El manuscrito constaba de una larga serie de fragmentos, en cada uno de los cuales se daba a conocer el paradero de un
genizah
y se hacia una lista detallada de los objetos que habían sido escondidos allí. A Harry le llevó un buen rato leer los seis primeros pasajes, y la mesa en la que trabajaba quedó abarrotada de libros de consulta. Hubo ocasiones en las que faltaba una letra y se vio obligado a adivinar el significado de una palabra, y en algunos casos tomó nota de una palabra o de una frase sobre la que tendría que consultar con Max. El punto en el que el segundo escriba se había hecho cargo de la tarea le produjo una conmoción. Fue casi como si pudiera ver al hombre, más tosco y menos sofisticado que el primero, incapaz de escribir bien o con firmeza incluso, y obviamente poco familiarizado con la tarea. Muchas palabras aparecían juntas, y a veces una línea continuaba en otra en medio de una palabra que no debería haberse separado, por lo que Harry avanzaba lentamente.

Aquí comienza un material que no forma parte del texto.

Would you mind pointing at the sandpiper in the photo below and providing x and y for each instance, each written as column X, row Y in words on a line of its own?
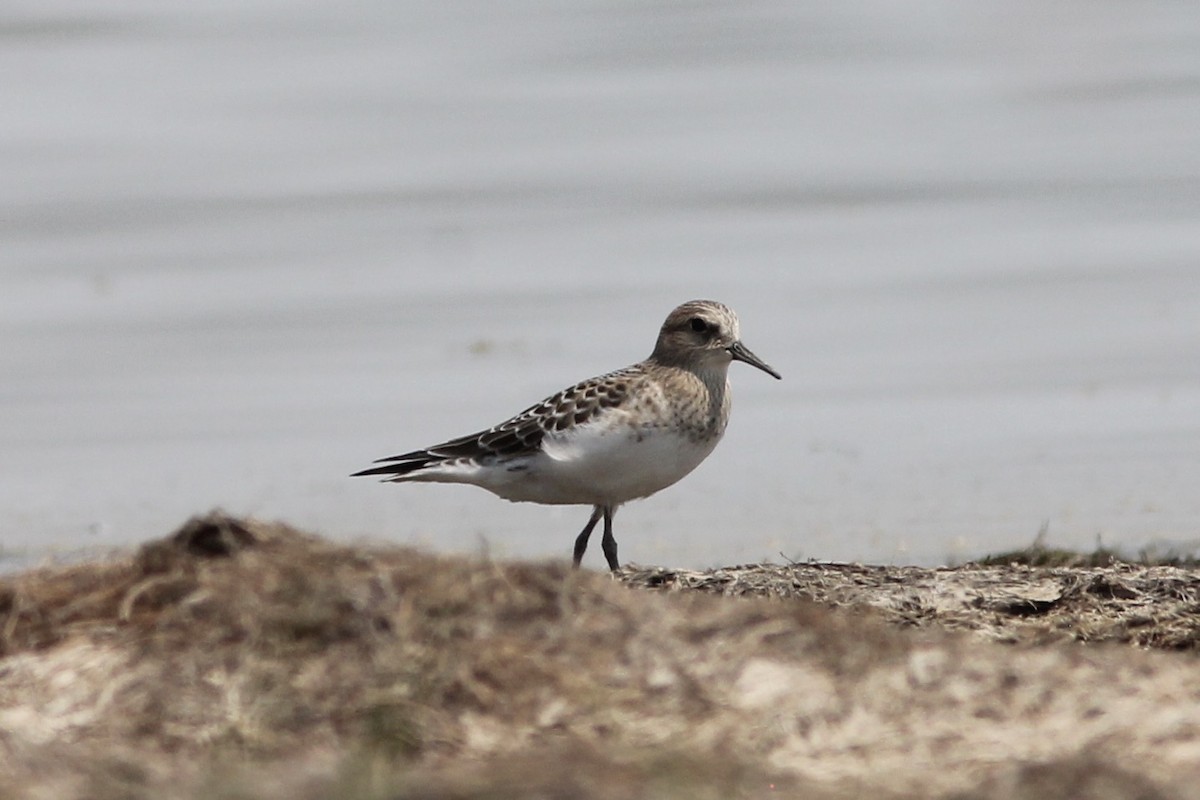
column 606, row 440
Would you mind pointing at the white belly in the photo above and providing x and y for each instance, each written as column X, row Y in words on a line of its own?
column 601, row 464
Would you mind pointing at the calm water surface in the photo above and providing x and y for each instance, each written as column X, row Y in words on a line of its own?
column 247, row 247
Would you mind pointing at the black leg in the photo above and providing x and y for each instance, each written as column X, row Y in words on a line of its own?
column 609, row 543
column 581, row 541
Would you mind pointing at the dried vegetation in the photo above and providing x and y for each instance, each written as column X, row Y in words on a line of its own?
column 239, row 659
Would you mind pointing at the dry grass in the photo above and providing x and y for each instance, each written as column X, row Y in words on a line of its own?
column 1131, row 603
column 239, row 659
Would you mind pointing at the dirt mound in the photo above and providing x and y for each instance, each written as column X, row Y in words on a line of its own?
column 243, row 659
column 1145, row 606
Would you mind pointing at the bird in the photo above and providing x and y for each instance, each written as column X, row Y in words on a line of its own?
column 606, row 440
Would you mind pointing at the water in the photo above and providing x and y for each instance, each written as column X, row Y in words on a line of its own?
column 245, row 248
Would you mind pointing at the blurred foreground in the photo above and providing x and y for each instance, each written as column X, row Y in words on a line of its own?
column 244, row 659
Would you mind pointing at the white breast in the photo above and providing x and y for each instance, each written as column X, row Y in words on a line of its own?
column 603, row 463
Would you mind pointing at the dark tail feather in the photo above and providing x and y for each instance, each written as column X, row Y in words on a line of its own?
column 400, row 465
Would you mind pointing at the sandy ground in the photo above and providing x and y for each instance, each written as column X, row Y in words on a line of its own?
column 249, row 660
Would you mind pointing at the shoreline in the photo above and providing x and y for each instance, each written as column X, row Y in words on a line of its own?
column 250, row 659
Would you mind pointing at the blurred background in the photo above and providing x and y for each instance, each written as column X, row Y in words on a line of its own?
column 249, row 247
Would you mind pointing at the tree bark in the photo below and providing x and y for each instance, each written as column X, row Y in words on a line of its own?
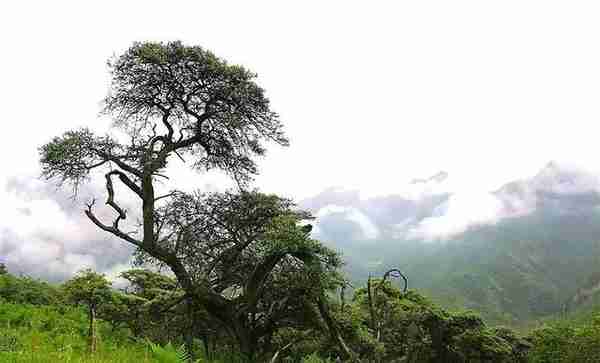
column 92, row 329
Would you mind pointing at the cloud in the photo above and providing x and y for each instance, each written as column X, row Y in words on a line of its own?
column 438, row 207
column 457, row 214
column 334, row 214
column 44, row 233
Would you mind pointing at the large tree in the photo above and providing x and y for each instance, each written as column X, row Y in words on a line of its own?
column 173, row 100
column 90, row 289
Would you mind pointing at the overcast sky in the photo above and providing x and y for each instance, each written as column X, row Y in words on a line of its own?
column 372, row 93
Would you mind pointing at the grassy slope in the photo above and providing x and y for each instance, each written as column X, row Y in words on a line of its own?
column 58, row 334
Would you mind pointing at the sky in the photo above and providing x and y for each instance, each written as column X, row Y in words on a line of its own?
column 372, row 93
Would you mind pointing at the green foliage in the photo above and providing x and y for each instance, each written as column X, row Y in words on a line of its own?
column 169, row 353
column 25, row 290
column 88, row 288
column 30, row 334
column 567, row 341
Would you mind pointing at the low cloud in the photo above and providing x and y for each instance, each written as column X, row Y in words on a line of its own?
column 44, row 232
column 438, row 208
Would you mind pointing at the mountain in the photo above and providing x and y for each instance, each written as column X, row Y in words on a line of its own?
column 525, row 251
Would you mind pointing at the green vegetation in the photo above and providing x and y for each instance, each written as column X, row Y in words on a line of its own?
column 244, row 281
column 516, row 271
column 387, row 325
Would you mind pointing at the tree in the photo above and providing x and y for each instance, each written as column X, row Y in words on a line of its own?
column 179, row 101
column 259, row 268
column 90, row 289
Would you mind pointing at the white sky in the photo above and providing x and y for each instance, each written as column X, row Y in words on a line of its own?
column 372, row 93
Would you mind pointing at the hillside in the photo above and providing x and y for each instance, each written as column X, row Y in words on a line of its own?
column 537, row 256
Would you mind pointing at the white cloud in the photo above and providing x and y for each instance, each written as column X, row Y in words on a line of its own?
column 459, row 212
column 368, row 228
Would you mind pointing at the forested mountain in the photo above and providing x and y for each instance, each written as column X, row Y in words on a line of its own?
column 532, row 254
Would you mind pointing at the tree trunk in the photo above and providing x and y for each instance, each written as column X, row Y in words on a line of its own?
column 189, row 333
column 92, row 329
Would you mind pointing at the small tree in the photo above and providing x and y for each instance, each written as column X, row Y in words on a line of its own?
column 90, row 289
column 183, row 101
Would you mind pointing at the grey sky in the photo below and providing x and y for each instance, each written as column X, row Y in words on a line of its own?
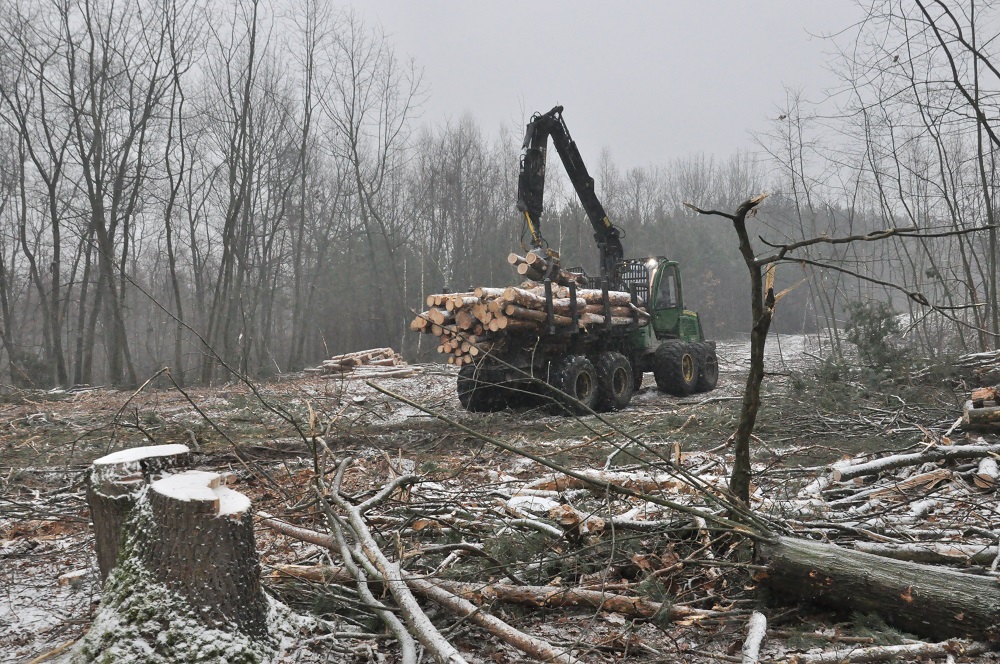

Más adelante leyó fragmentos que reconoció enseguida como la razón por la que Akiva había sido tan generoso al arreglarlo todo para que él examinara el material:

En el cementerio al que Judá fue castigado por apoderarse de los botines, enterrados a ocho codos y medio, una piedra reluciente jarras de plata y ropas de los hijos de Aarón.